Horses presenting OC lesions had softer and more vascularized subchondral bone, and osteonectin—a glycoprotein known to promote angiogenesis, increase metalloproteinase activity, and inhibit bone mineralization—was shown to be up-regulated, together with other plasma proteins. One of these was apolipoprotein A1, which in bone, may promote cholesterol efflux and affect HDL levels, leading to the alteration of bone mineral density and trabecular architecture. There is growing evidence suggesting that abnormalities in lipid metabolism may impact bone metabolism and mineral density. In particular, exogenous sources of cholesterol are essential for osteoclast formation as well as survival [41] and several studies have suggested a relationship between HDL, osteoblasts, osteoclasts, and bone mineral density (for review see [42]). Up regulation of AZGP1 - an adipokine involved in lipid metabolism - may provide clues about the link between body weight, conformation and OC susceptibility. Indeed a genetic linkage between AZGP1 and body weight has been shown in mice [43] and polymorphisms in this gene have been associated with high body weight, body length and chest girth in cattle [44].

OC-affected samples showed more modulated proteins than OCD-affected samples and fold changes were higher in these samples suggesting that OC lesions may result from a major bone defect, whereas OCD lesions may be associated with a slight bone defect. In line with our μCt data, defective mineralization and an altered subchondral bone structure are the main hallmarks of samples from OC-affected horses. Proteomic data agree with this finding since several modulated proteins are associated with bone mineralization and bone remodeling. For example, down-regulation of ATP6V1A may impair ATP production, which is essential for osteoclasts to generate the acidic environment required for the digestion of the organic bone matrix [45] as well as proper osteoblast differentiation and activation [46]. Likewise, down-regulation of CKB, AHSG and CA may also be associated with impaired bone mineralization process [47, 48].

Together, our results suggest that, in equine osteochondrosis, the different lesion subtypes may be due to different underlying molecular mechanisms and that the predisposition could be due to a defect in both bone and cartilage tissues. This is in line with observations made for osteoarticular diseases in other species, which are often associated with cartilage disruption extending into the underlying subchondral bone (for review see [49]). A constitutive cartilage defect may be responsible for OCD physiopathology, whereas combined cartilage and bone defects may trigger OC. However, the precise mechanisms linking cartilage and bone defects remain to be elucidated and it is not clear whether a primary cartilage defect triggers a bone defect (or vice versa) or whether both tissues are independently affected.
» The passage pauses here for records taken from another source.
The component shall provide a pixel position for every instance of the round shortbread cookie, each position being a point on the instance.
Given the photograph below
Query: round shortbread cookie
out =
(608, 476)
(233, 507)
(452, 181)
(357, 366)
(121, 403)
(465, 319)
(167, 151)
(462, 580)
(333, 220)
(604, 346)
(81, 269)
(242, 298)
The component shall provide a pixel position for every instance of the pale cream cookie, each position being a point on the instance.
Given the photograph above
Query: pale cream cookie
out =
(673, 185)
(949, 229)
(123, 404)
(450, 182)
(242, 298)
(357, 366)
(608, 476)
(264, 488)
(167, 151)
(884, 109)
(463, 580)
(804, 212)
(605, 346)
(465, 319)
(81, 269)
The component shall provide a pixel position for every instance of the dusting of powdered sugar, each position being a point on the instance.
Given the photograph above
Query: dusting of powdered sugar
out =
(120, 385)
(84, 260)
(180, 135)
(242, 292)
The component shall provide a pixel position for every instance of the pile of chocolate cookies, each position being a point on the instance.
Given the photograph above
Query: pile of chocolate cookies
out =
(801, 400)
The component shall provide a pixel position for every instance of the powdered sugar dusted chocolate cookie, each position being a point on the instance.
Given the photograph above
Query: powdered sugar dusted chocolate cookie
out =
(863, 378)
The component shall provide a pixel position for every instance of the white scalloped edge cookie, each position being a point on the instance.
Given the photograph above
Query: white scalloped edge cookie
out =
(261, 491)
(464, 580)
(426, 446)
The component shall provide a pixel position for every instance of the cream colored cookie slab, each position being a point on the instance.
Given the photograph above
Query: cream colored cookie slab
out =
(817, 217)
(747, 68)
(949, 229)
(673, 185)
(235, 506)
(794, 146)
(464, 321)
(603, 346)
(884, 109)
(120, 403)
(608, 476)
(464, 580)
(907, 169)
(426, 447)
Differentially expressed plasma proteins highlighted in this study, such as haptoglogin, hemopexin, fetuin, apolipoprotein A1 and transferrin may represent relevant diagnostic biomarkers, but further studies are needed to evaluate their diagnostic or prognostic significance. Likewise, proton NMR spectroscopy enabled the investigation of low molecular weight molecules present in the synovial fluid from the tibiotarsal joints of OC-free and OC(D)-affected foals, a technique which has already been successfully applied to study pathological synovial fluids in humans [50] and horses [51]. In conclusion, our data will contribute to refining the definition of equine osteochondrosis lesion subtypes and the understanding of the underlying molecular mechanisms involved for their development. This may help improving diagnosis and developing relevant prevention strategies or treatments for horses and other species.